怪奇 廃墟領の亡霊 3
「で、アナタの目的は何ですの?」
庭のお茶会用テーブルで少年妖精と向き合う。
尋問アンドお説教タイムである。
席に着くのは私と少年妖精。彼の後ろでは逃げ出さないよう騎士たちが目を光らせて立っている。
最初はツーンとそっぽを向き口を割らなかった彼だがカインの淹れた紅茶とメリルの特製クッキーを与えたらあっさり転んだ。やはり胃袋を掴むのは定石よね。
「別に目的なんてないよ。ムカつくニンゲンがいたから追い出してやろうと思っただけだし」
「ムカつく人間ってどんな人?」
「どんなも何もニンゲンはみんなムカつくし嫌いだよ。あ、でもあんたは美味しいものくれたし酷いことしないでって言ってくれたしいいニオイするしそんなに嫌いじゃないかも。驚かして悪かったな!」
あらやだ、この子かわいいじゃないの。思わずきゅんとしてしまうわ。
「アナタ、素直でいい子ね」
満面の笑みを向ければ「えへへ~」を柔らかそうな頬をぷにんと揺らし笑顔を作る。なんてこと……とてもつつきたいわ。自分の瞳がきらっきらと輝きながら彼を見つめているのがわかる。
淑女としてあるまじき行動に対し理性と欲望が葛藤し、ふらふらと彼の顔に手が伸びる。そんな私を見て自ら頭を差し出し撫でられようとする少年。すべてがかわいいわ。
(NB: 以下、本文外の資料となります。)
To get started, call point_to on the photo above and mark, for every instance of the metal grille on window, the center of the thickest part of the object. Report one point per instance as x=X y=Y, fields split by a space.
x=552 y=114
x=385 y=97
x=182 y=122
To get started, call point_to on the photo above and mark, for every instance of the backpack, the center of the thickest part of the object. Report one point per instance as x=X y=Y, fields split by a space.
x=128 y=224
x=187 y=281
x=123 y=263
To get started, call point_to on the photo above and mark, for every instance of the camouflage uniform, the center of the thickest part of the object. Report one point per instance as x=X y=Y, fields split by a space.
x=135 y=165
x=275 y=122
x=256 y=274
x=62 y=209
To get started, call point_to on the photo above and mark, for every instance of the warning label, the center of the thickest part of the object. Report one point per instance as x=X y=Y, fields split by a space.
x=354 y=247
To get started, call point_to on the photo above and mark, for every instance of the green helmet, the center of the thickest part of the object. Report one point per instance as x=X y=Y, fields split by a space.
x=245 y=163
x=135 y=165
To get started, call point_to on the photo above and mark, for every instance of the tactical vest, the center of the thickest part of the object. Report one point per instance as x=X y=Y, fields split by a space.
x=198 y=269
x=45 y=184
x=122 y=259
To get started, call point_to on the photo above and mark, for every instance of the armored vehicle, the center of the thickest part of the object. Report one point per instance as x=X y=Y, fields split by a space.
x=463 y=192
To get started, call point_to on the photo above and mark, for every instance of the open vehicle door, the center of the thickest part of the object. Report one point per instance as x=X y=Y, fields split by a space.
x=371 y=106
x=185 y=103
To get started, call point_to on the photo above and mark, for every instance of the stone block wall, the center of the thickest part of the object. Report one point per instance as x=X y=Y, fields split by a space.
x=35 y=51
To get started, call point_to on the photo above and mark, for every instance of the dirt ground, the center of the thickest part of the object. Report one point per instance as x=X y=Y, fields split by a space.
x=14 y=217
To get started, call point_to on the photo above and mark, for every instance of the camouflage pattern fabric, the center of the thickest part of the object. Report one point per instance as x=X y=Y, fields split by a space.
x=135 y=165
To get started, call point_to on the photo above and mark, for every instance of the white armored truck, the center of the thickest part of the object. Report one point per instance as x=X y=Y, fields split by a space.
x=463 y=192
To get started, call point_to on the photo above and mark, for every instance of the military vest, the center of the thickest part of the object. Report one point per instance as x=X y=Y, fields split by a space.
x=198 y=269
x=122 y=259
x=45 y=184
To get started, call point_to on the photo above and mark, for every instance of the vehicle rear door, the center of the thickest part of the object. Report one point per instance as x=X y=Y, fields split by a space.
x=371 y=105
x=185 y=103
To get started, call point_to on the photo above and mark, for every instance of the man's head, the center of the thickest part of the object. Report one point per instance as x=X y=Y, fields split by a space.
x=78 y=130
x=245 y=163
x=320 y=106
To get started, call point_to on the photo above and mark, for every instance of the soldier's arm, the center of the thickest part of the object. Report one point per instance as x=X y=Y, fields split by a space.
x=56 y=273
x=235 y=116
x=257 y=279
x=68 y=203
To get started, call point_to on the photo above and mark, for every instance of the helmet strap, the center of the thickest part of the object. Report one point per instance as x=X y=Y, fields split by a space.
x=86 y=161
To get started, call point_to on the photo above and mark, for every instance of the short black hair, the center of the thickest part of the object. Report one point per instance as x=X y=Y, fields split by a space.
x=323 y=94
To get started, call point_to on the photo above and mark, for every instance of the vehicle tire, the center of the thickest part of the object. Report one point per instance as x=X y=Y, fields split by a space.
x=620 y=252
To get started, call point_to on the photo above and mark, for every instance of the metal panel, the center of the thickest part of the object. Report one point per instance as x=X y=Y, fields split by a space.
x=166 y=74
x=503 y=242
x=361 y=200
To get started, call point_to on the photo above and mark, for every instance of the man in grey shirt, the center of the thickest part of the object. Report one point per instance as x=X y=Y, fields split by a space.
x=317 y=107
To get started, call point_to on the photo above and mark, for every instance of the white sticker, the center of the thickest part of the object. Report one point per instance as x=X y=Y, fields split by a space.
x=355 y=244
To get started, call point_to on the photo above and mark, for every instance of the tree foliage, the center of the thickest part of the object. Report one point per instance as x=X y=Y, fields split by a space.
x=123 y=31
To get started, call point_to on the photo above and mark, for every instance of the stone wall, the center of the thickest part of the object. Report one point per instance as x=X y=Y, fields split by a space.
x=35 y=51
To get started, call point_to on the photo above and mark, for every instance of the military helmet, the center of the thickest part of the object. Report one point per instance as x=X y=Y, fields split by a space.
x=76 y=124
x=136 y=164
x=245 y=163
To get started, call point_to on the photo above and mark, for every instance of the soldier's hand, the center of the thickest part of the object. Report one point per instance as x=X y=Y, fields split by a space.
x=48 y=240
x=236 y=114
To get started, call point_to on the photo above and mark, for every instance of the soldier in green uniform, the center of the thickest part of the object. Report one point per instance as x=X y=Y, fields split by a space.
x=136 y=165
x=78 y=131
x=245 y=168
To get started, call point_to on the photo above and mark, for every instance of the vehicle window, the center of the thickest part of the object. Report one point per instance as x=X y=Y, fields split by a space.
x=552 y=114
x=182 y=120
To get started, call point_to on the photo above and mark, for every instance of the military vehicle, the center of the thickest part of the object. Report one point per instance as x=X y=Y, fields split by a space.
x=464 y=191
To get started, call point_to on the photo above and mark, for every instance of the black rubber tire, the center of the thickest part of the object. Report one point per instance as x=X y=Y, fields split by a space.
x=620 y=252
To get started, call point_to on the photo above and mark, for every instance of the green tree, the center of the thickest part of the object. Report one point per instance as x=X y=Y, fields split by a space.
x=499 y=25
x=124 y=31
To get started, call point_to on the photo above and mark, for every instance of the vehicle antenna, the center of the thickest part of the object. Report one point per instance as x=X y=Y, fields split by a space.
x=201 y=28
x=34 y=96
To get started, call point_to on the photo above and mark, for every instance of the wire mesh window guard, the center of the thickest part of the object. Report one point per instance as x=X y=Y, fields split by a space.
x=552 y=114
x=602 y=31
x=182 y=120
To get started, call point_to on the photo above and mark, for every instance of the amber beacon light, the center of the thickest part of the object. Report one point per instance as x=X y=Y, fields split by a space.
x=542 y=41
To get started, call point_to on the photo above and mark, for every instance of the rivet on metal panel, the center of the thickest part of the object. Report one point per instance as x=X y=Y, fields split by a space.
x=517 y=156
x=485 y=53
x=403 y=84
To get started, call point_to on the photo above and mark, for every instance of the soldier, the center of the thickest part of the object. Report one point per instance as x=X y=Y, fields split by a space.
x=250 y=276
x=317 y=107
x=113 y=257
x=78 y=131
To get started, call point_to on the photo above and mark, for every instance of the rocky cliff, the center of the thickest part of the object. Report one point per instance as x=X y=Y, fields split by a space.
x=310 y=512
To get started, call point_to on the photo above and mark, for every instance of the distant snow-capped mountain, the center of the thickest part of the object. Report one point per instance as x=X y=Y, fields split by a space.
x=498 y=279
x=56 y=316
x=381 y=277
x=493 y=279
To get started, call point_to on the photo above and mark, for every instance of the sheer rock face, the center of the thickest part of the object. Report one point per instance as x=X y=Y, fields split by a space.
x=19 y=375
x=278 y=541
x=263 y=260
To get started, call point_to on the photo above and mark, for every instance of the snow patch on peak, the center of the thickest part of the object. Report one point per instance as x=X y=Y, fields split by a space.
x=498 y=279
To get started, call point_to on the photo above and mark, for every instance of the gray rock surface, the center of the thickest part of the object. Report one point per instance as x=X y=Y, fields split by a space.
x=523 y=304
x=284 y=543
私の手が彼に届こうとしたその時、低い声と手が割って入る。
「調子にのるなよ」
声の主が少年の背後から小さく丸い頭をがしっと鷲掴みし、少年を椅子に戻す。
トマトを洗い流して戻ってきたセドリック様だった。
濡れ髪のまま私の隣の席に腰を下ろし、あっかんべーをする少年をがるがると威嚇するように睨みつける。狼モードからまだ戻られないご様子。
「急にこの地へやって来たのは私たちだもの、彼が気を悪くしても仕方ないわ。でも私ここ以外に行くあてがないの 。ここで暮らすことを許してくれるかしら」
なだめるように少年に問いかければ、くるっと表情を入れ替え笑顔で答える。
「もちろん! レティは大歓迎さ! オレはピッテ、よろしくな!」
「おい、馴れ馴れしいぞ! そもそもここはグランドール家の領地だ。レティシアが頭を下げる必要はない」
「私は公爵家の人間として領民とは良好な関係を築きたいですわ」
「そーだぞバカ王子」
最後の無用な一言で再び二人の間に火花が散り、やいのやいのと言い合いを始める。ピッテとセドリック様はどうあがいても打ち解けることがない気がするわ。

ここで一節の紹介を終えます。